Developing iPhone applications using Ruby on Rails - jmonegro
http://www.ibm.com/developerworks/opensource/library/os-eclipse-iphoneruby1/index.html?S_TACT=105AGX44&S_CMP=EDU
======
redsymbol
When developing websites recently with an eye towards mobile visitors, I've
been using the device detection classify the requester into one of three
categories, and serving a possibly different presentation for each:

    
    
      - smartphones
      - feature phones
      - desktop and laptops
    

I'd like to ask those of you doing mobile webdev what your take is on this. Do
you use these three "buckets"? Or see any problems with doing so? Do you make
different distinctions? If so, why?

Some background:

Been thinking much more about mobile users in the last few webapps I've made,
using device detection to somewhat customize content depending on broad device
capabilities. IMO this is a good middle ground between two extremes: (a)
serving a lowest-common-denominator html response that will work OK for every
requester, and (b) serving something slightly different for every (OS,
browser, device) combination you care about. (And neglecting those you don't
:)

So-called "feature phones" are the kind that still make up most of the cell
phones people on the planet use every day. Smartphones are the more recent
and, uh, featureful devices like the iPhone, Android/G1, Palm Pre, and color
Blackberries.

The line between a feature phone and smartphone is fuzzy. Generally, though, a
device called a smartphone will have a full qwerty keyboard for input (hard
and/or soft); larger full color screens; higher data connection speeds; and
richer web browsers capable of rendering full XHTML documents and (critically)
complete, efficient javascript engines.

Smartphone browsers will often present the average web page more or less
acceptably. However, there are a lot of good reasons to present something
different to smartphones and to desktop clients. The article lists some. For
an excellent demonstration, visit espn.mobi in a smartphone (which
automatically serves you the mobile version). Then, at the bottom of the page,
click on the link that lets you visit the desktop version, and compare.

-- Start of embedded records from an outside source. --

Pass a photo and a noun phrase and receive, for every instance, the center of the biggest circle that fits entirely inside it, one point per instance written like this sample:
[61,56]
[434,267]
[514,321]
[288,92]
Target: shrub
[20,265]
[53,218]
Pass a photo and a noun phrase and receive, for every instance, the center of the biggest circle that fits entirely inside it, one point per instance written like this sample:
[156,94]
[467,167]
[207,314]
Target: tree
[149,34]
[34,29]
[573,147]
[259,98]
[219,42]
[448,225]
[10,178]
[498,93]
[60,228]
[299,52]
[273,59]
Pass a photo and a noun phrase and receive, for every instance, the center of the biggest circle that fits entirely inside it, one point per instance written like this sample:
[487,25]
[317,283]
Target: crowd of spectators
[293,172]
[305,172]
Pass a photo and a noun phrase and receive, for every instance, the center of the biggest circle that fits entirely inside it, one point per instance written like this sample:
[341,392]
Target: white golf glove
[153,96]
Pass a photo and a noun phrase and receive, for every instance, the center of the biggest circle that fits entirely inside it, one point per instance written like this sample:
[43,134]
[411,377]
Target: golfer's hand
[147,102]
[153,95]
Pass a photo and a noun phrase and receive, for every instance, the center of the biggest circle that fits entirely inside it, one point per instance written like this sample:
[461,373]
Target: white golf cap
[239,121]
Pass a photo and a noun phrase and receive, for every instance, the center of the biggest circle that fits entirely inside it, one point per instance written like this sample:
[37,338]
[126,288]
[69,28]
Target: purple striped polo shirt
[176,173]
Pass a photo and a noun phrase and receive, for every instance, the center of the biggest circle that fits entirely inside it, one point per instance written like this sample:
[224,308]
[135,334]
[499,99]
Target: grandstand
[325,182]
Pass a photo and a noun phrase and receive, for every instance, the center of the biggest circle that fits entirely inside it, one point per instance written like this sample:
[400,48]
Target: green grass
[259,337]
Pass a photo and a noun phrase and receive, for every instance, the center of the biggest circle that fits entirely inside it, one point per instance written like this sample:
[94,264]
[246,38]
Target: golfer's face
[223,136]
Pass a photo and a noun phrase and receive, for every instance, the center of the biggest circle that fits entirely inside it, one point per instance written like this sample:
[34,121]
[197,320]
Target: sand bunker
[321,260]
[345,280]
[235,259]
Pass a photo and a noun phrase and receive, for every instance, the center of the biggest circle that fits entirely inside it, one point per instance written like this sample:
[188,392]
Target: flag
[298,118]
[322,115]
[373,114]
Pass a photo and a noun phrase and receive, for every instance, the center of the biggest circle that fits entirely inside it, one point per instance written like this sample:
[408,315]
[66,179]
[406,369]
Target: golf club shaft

My opinion is that, if you're going to do device detection, it makes a lot
more sense to develop a smartphone version than an iphone version. Even if the
iphone is the most common smartphone now (at least in the USA), a large double
digit number of smartphone internet users do NOT have an iphone OS device. And
who knows what the mobile landscape will look like in a few years, when the
websites you're making now will hopefully still be in use?

Please share your thoughts if you've been making mobile websites.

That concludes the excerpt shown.